This week there has been more reports of abhorrent behaviours by young people, sharing nude photos of others, commenting, naming them, degrading them and passing judgement in pack mentality like proportions. 71 schools were named and shamed, however don’t look away just because your child’s school wasn’t mentioned.
I have been asked for lots of comments on this, so here is brief summary of what I believe about this issue.
- Parents do need to pay closer attention to the online lives of their kids. They must get in earlier teaching them the skills and behaviours to ensure they are reflecting their real life values.
- This is abhorrent behaviour not isolated to these kids and not isolated to these schools.
- Boys and girls are both sending, receiving, asking for and offering nude photos of themselves.
- The increased exposure to pornography has played a huge part in determining our children’s views about sexuality, relationships and the expectations of themselves and others.
- This is not just a gender issue.
- Some of these photos are certainly taken without consent. But not all.
- This is a legal minefield. Whilst we have laws for this, they are rarely used and the implications are extraordinary. Who is guilty? The person sending photos, receiving them, the owners of the site, the schools, the parents, the porn industry, society?
- We must get better at talking to our kids about how they are represented online. By commenting and sharing these posts, they are fuelling the fire. By ‘liking’ a comment or post they are endorsing the behaviour and validating the belief.
- Hanging out in the online world is hard work. Most adults don’t get it right. Our kids are rarely emotionally or socially developed enough to exist in a world that is so open, transparent and unforgiving. We need to be there to help them.

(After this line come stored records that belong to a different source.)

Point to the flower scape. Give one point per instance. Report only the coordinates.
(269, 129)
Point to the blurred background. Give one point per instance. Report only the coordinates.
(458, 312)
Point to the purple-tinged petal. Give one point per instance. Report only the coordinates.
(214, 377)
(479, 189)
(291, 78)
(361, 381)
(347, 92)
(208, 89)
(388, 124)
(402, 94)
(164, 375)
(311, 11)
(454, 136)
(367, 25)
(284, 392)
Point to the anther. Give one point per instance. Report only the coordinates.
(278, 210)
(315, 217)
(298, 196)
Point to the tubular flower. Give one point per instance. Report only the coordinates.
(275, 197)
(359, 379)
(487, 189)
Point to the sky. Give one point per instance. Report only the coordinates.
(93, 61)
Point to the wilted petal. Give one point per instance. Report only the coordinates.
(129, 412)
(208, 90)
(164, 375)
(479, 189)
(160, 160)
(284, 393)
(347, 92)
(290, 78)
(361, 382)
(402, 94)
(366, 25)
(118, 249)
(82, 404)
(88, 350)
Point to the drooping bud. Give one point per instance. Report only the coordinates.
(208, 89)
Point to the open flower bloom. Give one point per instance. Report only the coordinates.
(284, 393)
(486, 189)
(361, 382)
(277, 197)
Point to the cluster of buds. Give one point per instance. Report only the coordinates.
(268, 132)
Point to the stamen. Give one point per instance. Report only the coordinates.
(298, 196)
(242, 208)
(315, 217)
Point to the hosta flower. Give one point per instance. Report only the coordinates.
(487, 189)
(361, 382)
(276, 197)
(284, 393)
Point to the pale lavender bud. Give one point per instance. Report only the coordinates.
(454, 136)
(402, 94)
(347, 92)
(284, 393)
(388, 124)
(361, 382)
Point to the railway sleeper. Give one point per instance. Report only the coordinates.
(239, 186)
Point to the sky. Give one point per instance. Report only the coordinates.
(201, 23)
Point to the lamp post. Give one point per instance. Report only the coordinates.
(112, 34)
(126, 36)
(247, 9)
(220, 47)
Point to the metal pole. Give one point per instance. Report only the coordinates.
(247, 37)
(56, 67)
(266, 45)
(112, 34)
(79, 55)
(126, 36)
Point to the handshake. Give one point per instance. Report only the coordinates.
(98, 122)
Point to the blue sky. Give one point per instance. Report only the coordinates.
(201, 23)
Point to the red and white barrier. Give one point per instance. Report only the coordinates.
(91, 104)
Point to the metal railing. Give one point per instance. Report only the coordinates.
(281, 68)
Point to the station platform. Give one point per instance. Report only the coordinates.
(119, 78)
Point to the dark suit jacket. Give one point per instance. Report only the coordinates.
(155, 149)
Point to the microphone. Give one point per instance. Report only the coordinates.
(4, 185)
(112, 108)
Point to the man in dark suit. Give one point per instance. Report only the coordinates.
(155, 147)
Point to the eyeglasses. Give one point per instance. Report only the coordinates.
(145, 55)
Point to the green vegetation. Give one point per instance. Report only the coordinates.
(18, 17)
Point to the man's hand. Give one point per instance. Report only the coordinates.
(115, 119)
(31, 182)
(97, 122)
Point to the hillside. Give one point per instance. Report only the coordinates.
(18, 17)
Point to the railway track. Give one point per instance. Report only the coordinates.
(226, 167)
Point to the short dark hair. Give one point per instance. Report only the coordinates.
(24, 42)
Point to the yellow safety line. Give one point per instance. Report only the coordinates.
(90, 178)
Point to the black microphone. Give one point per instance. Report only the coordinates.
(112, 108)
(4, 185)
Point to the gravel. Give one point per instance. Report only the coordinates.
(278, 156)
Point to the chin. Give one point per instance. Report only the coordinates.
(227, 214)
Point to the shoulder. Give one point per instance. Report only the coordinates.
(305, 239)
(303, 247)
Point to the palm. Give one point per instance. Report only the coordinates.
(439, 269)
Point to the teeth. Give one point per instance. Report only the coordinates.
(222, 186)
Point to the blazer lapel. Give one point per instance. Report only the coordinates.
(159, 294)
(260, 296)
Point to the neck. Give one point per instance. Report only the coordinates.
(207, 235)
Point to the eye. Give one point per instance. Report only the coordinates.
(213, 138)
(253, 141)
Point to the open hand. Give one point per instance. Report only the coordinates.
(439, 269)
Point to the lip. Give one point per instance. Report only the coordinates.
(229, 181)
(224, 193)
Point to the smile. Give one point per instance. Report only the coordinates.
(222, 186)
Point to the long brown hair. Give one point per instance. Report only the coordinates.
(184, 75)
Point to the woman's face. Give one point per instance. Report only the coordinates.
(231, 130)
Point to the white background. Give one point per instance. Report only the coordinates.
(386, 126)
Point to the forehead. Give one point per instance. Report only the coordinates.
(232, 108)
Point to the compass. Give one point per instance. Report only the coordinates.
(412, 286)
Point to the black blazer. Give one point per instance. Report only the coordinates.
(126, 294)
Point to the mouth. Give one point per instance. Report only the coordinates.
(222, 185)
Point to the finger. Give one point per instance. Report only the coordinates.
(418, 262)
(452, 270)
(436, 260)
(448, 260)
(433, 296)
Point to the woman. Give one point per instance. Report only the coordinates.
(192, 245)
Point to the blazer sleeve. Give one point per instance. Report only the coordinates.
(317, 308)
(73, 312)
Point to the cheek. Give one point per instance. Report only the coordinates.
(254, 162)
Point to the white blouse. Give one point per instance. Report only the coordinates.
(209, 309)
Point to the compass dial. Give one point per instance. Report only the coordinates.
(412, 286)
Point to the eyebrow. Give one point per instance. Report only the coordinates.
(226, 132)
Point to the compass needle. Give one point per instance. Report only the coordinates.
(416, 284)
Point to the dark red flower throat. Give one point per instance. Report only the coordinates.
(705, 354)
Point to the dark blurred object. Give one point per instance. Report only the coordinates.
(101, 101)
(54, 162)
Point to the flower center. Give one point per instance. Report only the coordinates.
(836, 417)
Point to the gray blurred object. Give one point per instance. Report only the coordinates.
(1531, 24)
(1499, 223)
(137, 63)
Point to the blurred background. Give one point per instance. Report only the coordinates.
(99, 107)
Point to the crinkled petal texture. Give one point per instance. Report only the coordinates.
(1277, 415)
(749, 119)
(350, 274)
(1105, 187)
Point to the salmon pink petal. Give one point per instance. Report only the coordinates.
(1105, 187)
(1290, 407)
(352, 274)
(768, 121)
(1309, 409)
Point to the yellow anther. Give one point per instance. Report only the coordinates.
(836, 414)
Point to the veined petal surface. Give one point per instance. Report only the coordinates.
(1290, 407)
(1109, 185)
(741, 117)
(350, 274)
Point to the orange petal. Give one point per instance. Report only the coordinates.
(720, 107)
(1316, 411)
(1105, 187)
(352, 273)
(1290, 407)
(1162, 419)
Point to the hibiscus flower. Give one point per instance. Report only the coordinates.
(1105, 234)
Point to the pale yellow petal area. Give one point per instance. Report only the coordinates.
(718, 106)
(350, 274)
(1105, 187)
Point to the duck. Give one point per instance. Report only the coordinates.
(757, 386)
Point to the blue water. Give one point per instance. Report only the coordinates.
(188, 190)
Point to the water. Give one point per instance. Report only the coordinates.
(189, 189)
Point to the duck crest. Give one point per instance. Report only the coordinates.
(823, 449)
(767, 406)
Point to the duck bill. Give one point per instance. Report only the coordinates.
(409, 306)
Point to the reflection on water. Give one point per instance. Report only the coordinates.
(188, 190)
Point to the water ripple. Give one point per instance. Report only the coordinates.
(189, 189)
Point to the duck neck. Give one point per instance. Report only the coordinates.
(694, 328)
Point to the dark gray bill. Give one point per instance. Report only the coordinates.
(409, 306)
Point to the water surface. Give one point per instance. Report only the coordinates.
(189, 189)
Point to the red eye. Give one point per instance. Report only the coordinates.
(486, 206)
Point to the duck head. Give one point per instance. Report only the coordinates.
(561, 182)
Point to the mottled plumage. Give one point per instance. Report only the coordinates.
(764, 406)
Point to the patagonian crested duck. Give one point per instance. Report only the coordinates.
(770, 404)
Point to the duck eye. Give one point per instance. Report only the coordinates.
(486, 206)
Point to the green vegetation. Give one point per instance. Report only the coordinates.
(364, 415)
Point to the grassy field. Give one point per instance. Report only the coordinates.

- We must however remember that this is not a reflection of all of our young people. Most would not endorse such hideous behaviour.
- There are many, many young people doing some amazing things online that reflects positivity and healthy connection. We must continue to encourage those things. Just this week I witnessed a whole lot of teenage boys posting selfies and tagging friends to raise awareness of suicide amongst men. Reminding each other that they were there for their mates. That they had their back. Raising awareness and helping each other is what we need them to be proud of.
So what are parents, schools, society to do?
- We talk to our kids about this stuff.
- We ask them their thoughts. Get their feedback. Discuss the implications for all involved
- We make our lessons relevant to them. We don’t tell a 13 year old that what they are posting could stop them getting a job when they are 20. That means nothing to them. They may be more interested however in missing our on being sports captain or getting the lead in the school play due to an online transgression.
- We pay close attention to what they are doing online, particularly when they are starting out. We monitor closely so we can pick them up on the mistakes. We alert them to those times when they are not behaving in a way that best reflects who they are and how they want to be seen.
- We make sure that they are confident enough in themselves and who they are that they don’t feel the need to send a naked photo to ensure they are liked. We build their esteem away from the screens so they don’t rely on likes and comments for their sense of self worth.
There is no quick fix to issues like this that arise, but we must remember to continue to instil in our children the values that we hold dear. We need to ensure that they are being reflected both in the real world and online.
And we need to encourage and congratulate and endorse all the many wonderful things our kids are doing.